Reality can be beaten with enough imagination

Don’t think so, Mark Twain. Sadly, I have to agree with Philip Dick, despite his name, that “Reality is that which, when you stop believing in it, doesn’t go away.”

Distorted reality by Vladimir Kush

Distorted reality by Vladimir Kush

(A famous Caroline aside: “Why is it that I Google for images of reality and get this sort of thing?”)

So, the time has come for a reality check about the state of my creative writing.


Top and bottom, I haven’t been doing any. Not for a while now. I daren’t even speculate how long ago it was that I added a single word to the new novel, Falling Awake. 
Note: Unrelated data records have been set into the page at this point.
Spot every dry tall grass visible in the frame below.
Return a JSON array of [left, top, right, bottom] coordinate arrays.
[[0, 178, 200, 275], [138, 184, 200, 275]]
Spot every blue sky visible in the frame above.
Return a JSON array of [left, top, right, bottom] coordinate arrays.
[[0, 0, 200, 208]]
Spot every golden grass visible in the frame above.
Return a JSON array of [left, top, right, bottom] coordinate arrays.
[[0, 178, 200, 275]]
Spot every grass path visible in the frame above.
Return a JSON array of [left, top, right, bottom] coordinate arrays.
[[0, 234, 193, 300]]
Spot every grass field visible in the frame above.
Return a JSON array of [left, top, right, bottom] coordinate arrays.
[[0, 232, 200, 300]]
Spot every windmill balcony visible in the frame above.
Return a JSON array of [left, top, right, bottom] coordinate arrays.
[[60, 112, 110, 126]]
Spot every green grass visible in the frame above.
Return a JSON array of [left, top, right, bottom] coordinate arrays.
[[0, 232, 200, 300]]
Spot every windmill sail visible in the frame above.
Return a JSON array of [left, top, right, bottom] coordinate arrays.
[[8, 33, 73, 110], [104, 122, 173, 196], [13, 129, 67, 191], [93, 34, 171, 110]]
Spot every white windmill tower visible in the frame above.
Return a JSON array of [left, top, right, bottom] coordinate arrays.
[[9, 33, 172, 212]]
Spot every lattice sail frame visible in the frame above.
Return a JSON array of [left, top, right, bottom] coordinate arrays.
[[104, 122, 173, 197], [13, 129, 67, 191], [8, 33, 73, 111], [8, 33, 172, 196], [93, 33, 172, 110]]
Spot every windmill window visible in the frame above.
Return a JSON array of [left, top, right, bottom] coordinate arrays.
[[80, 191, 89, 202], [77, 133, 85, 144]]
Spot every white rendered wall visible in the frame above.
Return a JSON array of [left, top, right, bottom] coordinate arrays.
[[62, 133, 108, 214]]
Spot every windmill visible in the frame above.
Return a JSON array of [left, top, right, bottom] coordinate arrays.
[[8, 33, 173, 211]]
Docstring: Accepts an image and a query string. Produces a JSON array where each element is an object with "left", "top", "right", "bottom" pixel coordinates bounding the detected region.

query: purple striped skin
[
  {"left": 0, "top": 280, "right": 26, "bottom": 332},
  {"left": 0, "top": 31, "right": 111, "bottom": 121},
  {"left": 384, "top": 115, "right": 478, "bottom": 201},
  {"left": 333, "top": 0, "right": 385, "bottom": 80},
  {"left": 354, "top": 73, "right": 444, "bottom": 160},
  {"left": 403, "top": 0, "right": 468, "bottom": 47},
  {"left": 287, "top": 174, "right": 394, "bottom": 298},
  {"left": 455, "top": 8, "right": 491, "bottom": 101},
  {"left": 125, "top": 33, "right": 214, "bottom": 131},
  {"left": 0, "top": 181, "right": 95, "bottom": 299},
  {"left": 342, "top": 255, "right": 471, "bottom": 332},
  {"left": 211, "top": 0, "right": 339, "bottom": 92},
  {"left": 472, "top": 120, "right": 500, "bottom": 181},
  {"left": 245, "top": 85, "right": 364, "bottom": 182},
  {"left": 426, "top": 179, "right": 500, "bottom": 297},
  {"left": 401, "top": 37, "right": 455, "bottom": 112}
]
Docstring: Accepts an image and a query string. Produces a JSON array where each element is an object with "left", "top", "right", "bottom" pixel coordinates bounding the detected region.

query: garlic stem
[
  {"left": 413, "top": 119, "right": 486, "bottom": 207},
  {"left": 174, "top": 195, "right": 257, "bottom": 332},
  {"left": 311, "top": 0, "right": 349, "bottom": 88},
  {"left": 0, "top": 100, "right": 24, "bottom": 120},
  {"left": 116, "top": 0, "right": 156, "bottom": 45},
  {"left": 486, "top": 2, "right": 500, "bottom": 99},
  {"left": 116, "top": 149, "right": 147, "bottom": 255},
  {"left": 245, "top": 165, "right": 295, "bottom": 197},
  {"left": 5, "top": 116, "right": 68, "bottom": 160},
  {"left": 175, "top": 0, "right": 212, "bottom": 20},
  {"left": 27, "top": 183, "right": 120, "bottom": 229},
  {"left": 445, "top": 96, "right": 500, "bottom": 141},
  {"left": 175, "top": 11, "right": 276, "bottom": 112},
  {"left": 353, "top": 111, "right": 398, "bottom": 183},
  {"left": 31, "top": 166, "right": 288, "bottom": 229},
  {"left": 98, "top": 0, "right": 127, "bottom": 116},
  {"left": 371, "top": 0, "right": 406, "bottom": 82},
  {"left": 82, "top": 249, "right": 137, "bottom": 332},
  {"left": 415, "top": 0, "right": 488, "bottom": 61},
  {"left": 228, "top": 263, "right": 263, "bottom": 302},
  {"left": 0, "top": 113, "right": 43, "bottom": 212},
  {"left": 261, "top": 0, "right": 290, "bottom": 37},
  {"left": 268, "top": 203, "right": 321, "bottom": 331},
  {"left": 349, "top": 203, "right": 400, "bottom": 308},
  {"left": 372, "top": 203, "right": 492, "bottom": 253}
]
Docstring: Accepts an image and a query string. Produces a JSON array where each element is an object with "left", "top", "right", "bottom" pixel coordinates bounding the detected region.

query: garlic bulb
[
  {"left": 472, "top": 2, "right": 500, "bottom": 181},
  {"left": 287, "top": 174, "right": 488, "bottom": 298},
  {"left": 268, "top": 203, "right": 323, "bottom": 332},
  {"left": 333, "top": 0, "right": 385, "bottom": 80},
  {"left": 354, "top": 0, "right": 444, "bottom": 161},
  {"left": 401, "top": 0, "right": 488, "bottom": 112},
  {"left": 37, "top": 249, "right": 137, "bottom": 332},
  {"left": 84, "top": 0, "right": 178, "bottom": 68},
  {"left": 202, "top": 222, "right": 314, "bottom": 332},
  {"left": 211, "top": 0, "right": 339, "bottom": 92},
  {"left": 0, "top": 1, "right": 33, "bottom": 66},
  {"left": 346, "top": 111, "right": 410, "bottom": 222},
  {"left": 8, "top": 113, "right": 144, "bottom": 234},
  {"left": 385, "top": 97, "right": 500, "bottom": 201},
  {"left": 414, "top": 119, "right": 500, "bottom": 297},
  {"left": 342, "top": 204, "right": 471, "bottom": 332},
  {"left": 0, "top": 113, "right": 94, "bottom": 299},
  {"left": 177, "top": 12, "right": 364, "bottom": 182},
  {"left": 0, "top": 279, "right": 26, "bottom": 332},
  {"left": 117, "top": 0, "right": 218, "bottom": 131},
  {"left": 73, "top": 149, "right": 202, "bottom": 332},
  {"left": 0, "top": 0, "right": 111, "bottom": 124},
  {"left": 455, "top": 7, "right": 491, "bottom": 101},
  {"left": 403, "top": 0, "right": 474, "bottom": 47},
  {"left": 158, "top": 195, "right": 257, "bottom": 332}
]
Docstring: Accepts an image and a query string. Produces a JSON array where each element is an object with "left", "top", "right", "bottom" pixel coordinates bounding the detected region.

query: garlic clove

I HAVE been a) unwell and b) very busy earning a living copywriting, so much so that my brain has been feeling like a wrung-out dishcloth at the end of the day…


and not at all inspired to produce additional words, as if by magic, from some deep dark recesses of somewhere.


A lot has been happening with work that I’ve written in recent times, so if I’m not inspired to continue now, I never will be.

Cleverest Thief - programme_print_hi res-page-001

On Saturday, May 16th, I was proud to go to London to see Libby Wattis perform the solo show about dementia that she asked me to write for her. Amazing! I’m lost for words, which is a great place to be for a writer.

AND, a monologue that I wrote as homework for my writing class was chosen by Debra Baker to go on her BBC Radio Drama showreel, so will now be heard by People Of Importance and suchlike. My work. BBC Radio 4. Dream come true. The piece, by the way, is called, My God and there’s a blackness and is about self-harm.

AND, I’ve been short-listed for a script-writing job for an immersive education company. Cross everything.

AND, a San Francisco film director called David Turner, whose work looks terrific, has requested some of my short screenplays. Cross everything again.


May I officially declare that, in reality, things are happening for me as a writer, and I’m allowing myself to be a teeny-weeny bit proud?

But you still haven’t written anything for ages, says Mr. Reality, which humankind cannot bear very much of, eh, T.S.Eliot? (And I bet he wouldn’t ever have ended a sentence with a stranded preposition. This is the sort of English up with which he would not put.)